Its really wierd im getting very little flavour now... hmm maybe i need to see how theirs is setup?


----------



## Sash (14/11/17)

How did it go with bumping up the wattage?

Reactions: Winner 1


----------



## Bhavik798 (14/11/17)

Sash said:


> How did it go with bumping up the wattage?



It produced a bit of flavour which was a huge jump from no flavour . definitely going to change to a single coil though.

Reactions: Funny 1


----------



## Sash (14/11/17)

Excellent. Another thing you can try before changing your coil setup is slightly reduce amount of cotton you have in there. It might be too tight which can also restrict your airflow.
Im no techie but I estimate that on a 0.14 build your wattage should be on the higher end (100W upwards) to get that boost from a VooPoo.
Try as many things as possible before dumping the mesh coil cos I would imagine individuality was the reason you went with the device. I make decisions sometimes wanting to be unique and if that was your reason, give it your best shot before deciding to chuck it. Remember a VooPoo still has that delay before it starts rocking the coils. So what for that ramp up...it's Legen....wait for it.....wait for it...DARY!
And thats where the VooPoo shines for its value.

All the best.

Reactions: Like 1 | Thanks 1


----------



## Bhavik798 (14/11/17)

Sash said:


> Excellent. Another thing you can try before changing your coil setup is slightly reduce amount of cotton you have in there. It might be too tight which can also restrict your airflow.
> Im no techie but I estimate that on a 0.14 build your wattage should be on the higher end (100W upwards) to get that boost from a VooPoo.
> Try as many things as possible before dumping the mesh coil cos I would imagine individuality was the reason you went with the device. I make decisions sometimes wanting to be unique and if that was your reason, give it your best shot before deciding to chuck it. Remember a VooPoo still has that delay before it starts rocking the coils. So what for that ramp up...it's Legen....wait for it.....wait for it...DARY!
> And thats where the VooPoo shines for its value.
> ...


Thanks a mil sash. I will try this out and update you on it. Reason why I got mesh was that it was different and wanted to try it out seeing that this is the first Rda i bought. I'll take a bit of the cotton off and see how it respond. It's also a good thing that it supports normal coil builds as well that way it isnt a wasted buy.

Reactions: Like 1


----------



## Bhavik798 (17/11/17)

UPDATE: 

Ok. So I bought some coils from Vape O Wave in Centurion and setup a single coil system. I changed the cotton to some Japanese cotton as well and i'm still getting a muted taste.  I don't know if there are settings I need to change on the mod. I will post a picture of the new setup.


----------



## Silver (17/11/17)

What juice are you vaping in there @Bhavik798 ?
Does it taste better in other devices?


----------



## Bhavik798 (18/11/17)

Silver said:


> What juice are you vaping in there @Bhavik798 ?
> Does it taste better in other devices?


The current flavor is Mystic Nectar Emerald Scrub. I do not have another device to use it in unfortunately.


----------



## Silver (18/11/17)

Bhavik798 said:


> The current flavor is Mystic Nectar Emerald Scrub. I do not have another device to use it in unfortunately.

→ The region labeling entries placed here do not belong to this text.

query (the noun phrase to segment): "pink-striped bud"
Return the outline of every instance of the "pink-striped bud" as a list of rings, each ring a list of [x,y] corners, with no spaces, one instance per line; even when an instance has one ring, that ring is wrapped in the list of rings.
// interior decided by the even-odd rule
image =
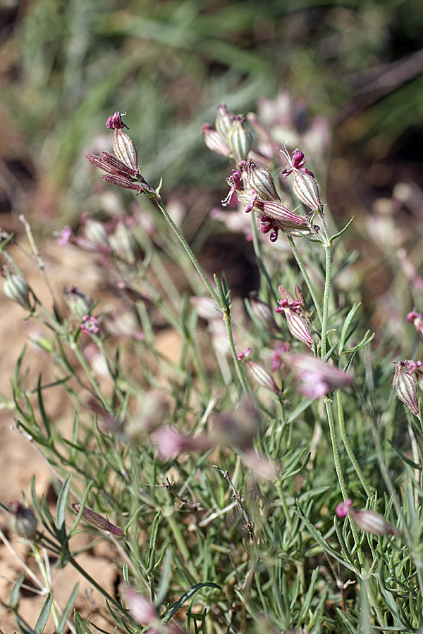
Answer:
[[[245,119],[236,115],[232,120],[232,127],[228,132],[228,143],[238,161],[246,161],[252,143],[252,136],[245,128]]]
[[[273,176],[267,168],[253,163],[251,158],[249,158],[245,161],[242,169],[245,189],[255,189],[261,200],[281,202]]]
[[[407,370],[403,361],[394,361],[395,374],[392,381],[392,387],[398,399],[403,402],[414,414],[419,414],[419,402],[417,400],[417,383],[412,374]]]
[[[293,337],[312,348],[314,342],[309,325],[302,316],[301,302],[294,301],[290,293],[283,286],[279,286],[278,290],[282,299],[278,302],[276,312],[285,314],[288,328]]]
[[[106,121],[106,128],[109,128],[110,130],[118,130],[121,128],[128,129],[128,125],[123,123],[121,113],[116,111]]]
[[[323,209],[319,194],[319,185],[314,176],[297,170],[293,178],[293,192],[298,200],[309,207],[312,211]]]
[[[130,169],[137,173],[138,157],[137,150],[128,135],[121,128],[116,128],[113,139],[113,149],[117,158]]]
[[[72,508],[75,513],[79,513],[81,505],[80,504],[72,504]],[[118,526],[115,526],[114,524],[109,522],[109,520],[106,519],[105,517],[103,517],[102,515],[96,513],[95,511],[90,509],[88,506],[84,507],[82,517],[90,524],[92,526],[95,526],[96,528],[99,528],[100,530],[105,530],[106,533],[111,533],[112,535],[116,535],[116,537],[123,537],[125,534],[121,528],[119,528]]]
[[[265,370],[263,366],[256,363],[255,361],[249,360],[245,362],[248,372],[256,383],[264,390],[269,390],[274,394],[281,394],[281,390],[275,383],[273,377]]]
[[[221,138],[228,144],[228,135],[232,128],[233,113],[226,108],[224,104],[217,106],[217,116],[214,127]]]
[[[232,151],[226,141],[223,141],[219,133],[213,130],[209,123],[204,123],[201,128],[201,133],[204,135],[204,142],[209,149],[218,154],[229,158]]]
[[[335,512],[338,517],[342,519],[350,515],[357,528],[364,530],[364,533],[377,535],[396,534],[394,528],[380,514],[369,510],[356,511],[352,508],[352,502],[350,499],[340,502]],[[398,533],[400,533],[400,531]]]
[[[283,176],[293,175],[293,191],[298,200],[301,201],[306,206],[309,207],[312,211],[318,211],[323,209],[323,204],[320,200],[319,194],[319,185],[314,178],[314,175],[303,166],[306,158],[302,151],[296,149],[293,157],[290,156],[286,144],[285,149],[281,150],[288,159],[288,164],[282,171]]]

Ok, I dont know that juice
Your coil seems ok but i dont know the atty either
Make sure the coil is aligned correctly with the airhole/s

Im afraid i cant really advise you further but perhaps try the juice on a friend's setup to see
Maybe it will help to narrow down what the problem is


----------



## Bhavik798 (18/11/17)

Silver said:


> Make sure the coil is aligned correctly with the airhole/s



Should the air holes be closer to the wick or as far as possible?


----------



## Seemo.wm (18/11/17)

The airholes should be directly in front of the coils. 
Dont put them in front of the wick at all, you will get unnecessary muted flavour and leaking, and the airflow won't be nearly as smooth or effective.


----------



## Timwis (18/11/17)

Bhavik798 said:


> Its really wierd im getting very little flavour now... hmm maybe i need to see how theirs is setup?


You should be getting good flavour from mesh and heavy cloud but you need to go at higher wattages with mesh with 0.14 build you need at very least 100w


----------